De leurs passions maudites ou refoulées,
Ils ont chacun inoculé,
Tantôt le feu de Pégase,
Tantôt le feu de l’art,
Ou les deux à la fois.
Tous seront ensemencés jusqu’à la fin des temps.
Riches de cette histoire pour en éviter les écueils,
Pour mieux comprendre ce qui nous habite,
Ne jamais les oublier pour ce qu’ils nous ont apporté.

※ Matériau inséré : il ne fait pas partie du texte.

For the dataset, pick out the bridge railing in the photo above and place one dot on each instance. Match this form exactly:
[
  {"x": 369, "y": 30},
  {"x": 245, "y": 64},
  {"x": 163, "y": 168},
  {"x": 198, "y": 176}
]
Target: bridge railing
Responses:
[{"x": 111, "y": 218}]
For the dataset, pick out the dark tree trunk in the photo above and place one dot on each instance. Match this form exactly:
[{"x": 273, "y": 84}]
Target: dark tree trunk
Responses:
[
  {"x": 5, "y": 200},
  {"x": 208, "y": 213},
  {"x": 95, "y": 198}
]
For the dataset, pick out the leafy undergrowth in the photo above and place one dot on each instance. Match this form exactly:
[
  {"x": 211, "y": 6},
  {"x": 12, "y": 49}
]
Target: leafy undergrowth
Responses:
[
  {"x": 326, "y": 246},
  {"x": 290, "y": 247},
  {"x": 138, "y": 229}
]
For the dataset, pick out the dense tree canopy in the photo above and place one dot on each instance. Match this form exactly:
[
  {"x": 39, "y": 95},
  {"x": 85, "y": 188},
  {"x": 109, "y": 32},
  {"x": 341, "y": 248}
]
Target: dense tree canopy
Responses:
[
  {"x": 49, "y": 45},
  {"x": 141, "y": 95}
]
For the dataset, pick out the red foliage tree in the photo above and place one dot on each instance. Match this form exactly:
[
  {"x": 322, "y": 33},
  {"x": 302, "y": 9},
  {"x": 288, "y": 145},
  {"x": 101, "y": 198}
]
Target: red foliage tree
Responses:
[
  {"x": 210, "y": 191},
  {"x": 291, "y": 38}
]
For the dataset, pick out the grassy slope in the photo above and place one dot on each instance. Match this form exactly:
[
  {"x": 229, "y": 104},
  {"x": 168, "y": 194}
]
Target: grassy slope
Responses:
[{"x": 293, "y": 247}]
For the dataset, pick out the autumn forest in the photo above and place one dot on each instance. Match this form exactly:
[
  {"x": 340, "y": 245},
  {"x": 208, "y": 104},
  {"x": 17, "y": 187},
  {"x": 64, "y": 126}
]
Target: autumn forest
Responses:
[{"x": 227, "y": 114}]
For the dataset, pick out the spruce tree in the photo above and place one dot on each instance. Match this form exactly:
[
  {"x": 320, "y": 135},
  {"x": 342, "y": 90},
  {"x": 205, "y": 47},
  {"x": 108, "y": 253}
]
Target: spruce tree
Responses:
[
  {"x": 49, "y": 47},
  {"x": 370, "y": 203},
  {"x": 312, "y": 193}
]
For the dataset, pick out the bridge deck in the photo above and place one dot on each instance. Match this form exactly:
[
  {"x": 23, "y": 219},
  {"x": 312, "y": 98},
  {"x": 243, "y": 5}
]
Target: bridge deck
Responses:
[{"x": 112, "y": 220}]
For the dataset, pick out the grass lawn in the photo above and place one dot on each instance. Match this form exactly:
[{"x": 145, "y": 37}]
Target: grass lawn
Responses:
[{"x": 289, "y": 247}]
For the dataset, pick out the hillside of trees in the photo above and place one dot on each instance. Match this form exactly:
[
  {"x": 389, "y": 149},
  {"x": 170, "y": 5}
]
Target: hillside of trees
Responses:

Nationale 7, cordon ombilical familial.
Chacun l’emprunte pour s’y ressourcer.
Les uns remontent, les autres descendent,
Lieu de convergence,
Pour puiser les forces qui défaillent,
Trouver le soutien dans la tourmente.
Un asile pour mieux repartir,
Retrouvailles pour la fratrie.
Lieu de tous les maux et pour les mots.
Vailly, le phare indestructible,
Que toutes les tempêtes n’ont pu affaler.
Aujourd’hui la flamme s’affaiblit,
Chaque jour un peu plus.
Nous laissant tous orphelins et désemparés.
Notre monolithe peu à peu s’effrite,
Déraciné et déboussolé,
Devant nous impuissants et plein de culpabilité,
Orphelins d’amour et de tendresse,
Orphelins des piques qui aiguillonnent ou désarçonnent parce que trop acides,
Orphelins de son humour incomparable.
Nationale 7, route mythique.
Nationale 7, route de notre histoire familiale.
Nationale 7, pour nous ne sera jamais dépassée.
Pour toujours nous raccordera à notre passé.
Souvenir éternel,
De nos parents et grands-parents, deux géants,
Plein de tolérance malgré de hautes exigences.
Qui ont su tenir le cap avec leurs qualités et malgré leurs faiblesses.